En 2012, le partage de sa bonne parole musicale en live prend une nouvelle dimension avec le Radio Meuh Circus Festival, une petite semaine de concerts et de DJ-sets organisée au printemps dans La Clusaz.
La reconnaissance de la marque à l’échelle nationale est validée en 2015 par l’arrivée sur ses ondes du DJ Laurent Garnier pour une émission mensuelle qui élargit l’antenne à l’électro et à la techno, et attire un nouveau public. À tel point qu’en 2023 Radio Meuh se classe première webradio de France en nombre d’écoutes.
C’est même à Paris qu’elle réalise ses meilleurs scores, en particulier grâce aux boutiques, bars et restaurants qui la diffusent.
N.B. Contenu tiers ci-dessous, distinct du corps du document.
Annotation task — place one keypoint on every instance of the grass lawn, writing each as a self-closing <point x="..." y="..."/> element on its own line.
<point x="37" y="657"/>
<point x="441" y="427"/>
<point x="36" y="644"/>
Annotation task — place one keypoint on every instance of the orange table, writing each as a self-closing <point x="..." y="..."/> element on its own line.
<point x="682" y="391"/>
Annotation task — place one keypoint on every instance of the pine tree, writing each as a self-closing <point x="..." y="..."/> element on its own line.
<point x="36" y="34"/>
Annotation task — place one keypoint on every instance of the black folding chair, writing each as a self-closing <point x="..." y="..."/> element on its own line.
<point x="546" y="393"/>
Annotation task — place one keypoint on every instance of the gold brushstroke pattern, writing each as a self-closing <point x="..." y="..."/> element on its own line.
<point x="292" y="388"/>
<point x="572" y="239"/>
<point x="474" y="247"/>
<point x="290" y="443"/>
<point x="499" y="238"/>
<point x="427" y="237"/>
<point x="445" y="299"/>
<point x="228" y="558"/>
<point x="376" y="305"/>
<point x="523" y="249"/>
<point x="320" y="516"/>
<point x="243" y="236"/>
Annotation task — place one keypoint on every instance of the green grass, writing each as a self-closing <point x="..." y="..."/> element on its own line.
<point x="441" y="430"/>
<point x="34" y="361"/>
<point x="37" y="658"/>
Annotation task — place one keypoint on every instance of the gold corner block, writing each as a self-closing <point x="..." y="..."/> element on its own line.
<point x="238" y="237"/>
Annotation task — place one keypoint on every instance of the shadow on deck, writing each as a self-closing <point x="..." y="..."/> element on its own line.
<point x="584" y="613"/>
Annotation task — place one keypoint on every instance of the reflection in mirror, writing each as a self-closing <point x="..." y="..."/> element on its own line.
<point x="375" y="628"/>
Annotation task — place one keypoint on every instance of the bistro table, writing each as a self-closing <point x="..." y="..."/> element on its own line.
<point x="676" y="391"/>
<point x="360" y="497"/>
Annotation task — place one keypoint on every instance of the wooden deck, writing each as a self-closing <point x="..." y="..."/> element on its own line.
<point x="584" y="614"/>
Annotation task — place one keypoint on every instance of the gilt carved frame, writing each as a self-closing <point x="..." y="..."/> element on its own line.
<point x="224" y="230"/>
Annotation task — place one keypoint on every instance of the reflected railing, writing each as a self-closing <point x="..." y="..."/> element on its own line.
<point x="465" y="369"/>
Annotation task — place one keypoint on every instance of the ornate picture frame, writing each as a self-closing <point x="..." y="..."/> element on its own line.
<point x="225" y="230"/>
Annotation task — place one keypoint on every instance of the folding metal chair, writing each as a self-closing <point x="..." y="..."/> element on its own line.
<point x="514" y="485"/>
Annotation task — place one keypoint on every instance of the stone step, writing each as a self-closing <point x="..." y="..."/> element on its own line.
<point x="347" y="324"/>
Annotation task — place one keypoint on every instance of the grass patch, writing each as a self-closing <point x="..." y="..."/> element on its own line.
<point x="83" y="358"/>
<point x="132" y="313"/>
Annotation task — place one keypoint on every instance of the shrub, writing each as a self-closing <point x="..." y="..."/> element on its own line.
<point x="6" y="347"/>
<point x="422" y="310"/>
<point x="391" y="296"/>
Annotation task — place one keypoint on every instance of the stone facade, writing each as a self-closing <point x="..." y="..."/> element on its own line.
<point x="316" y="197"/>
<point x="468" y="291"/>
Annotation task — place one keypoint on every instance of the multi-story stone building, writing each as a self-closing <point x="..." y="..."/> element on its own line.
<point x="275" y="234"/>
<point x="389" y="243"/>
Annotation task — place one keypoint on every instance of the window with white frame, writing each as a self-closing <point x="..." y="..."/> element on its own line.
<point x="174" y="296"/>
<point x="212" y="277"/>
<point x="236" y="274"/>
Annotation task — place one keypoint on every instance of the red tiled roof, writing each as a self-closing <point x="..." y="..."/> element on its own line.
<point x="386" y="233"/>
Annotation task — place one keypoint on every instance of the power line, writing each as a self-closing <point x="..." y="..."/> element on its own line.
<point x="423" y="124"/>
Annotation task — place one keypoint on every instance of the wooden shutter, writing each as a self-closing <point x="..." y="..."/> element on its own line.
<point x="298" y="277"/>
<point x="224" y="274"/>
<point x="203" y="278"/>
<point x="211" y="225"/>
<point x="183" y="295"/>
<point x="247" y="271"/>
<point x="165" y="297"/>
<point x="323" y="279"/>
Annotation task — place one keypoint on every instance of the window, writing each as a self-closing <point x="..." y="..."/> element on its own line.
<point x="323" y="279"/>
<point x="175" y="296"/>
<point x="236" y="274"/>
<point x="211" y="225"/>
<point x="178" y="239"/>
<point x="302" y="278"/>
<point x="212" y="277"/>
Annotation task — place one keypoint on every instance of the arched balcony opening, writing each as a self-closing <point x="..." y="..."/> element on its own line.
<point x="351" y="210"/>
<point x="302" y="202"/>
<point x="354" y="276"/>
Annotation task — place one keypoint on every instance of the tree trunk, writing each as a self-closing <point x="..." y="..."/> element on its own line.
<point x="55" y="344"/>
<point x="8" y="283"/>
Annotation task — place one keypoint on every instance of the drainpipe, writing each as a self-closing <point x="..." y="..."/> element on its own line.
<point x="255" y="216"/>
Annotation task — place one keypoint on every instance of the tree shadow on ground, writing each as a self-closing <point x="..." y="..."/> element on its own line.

Un vrai paradoxe pour un projet dont le nom, le logo à la vache et le slogan – « Enjoy music from Reblochonland » – jouaient la carte du local, mais se sont révélés être des choix payants grâce à un sens du marketing involontairement redoutable.
Cette bonne humeur alliée au plaisir revendiqué des valeurs du terroir imprègne les éléments de communication du média et de son festival, tranchant avec le sérieux des radios installées autant qu’avec la froideur des plates-formes de streaming.
Du sérieux, il en faut toutefois pour assurer la pérennité d’une entreprise fondée sous forme associative et transformée en société en 2019, afin de se donner les moyens de ses indispensables développements et ne plus faire reposer l’affaire sur le seul Philippe Thévenet. Au point même que la publicité y a fait une discrète apparition et que des offres d’abonnement sont désormais proposées avec divers avantages aux adhérents.
Que les amoureux de la vache de Radio Meuh se rassurent : si elle a conquis le cœur et les oreilles de l’Hexagone, les alpages où s’ébattre sur les hauteurs de La Clusaz suffisent à son bonheur.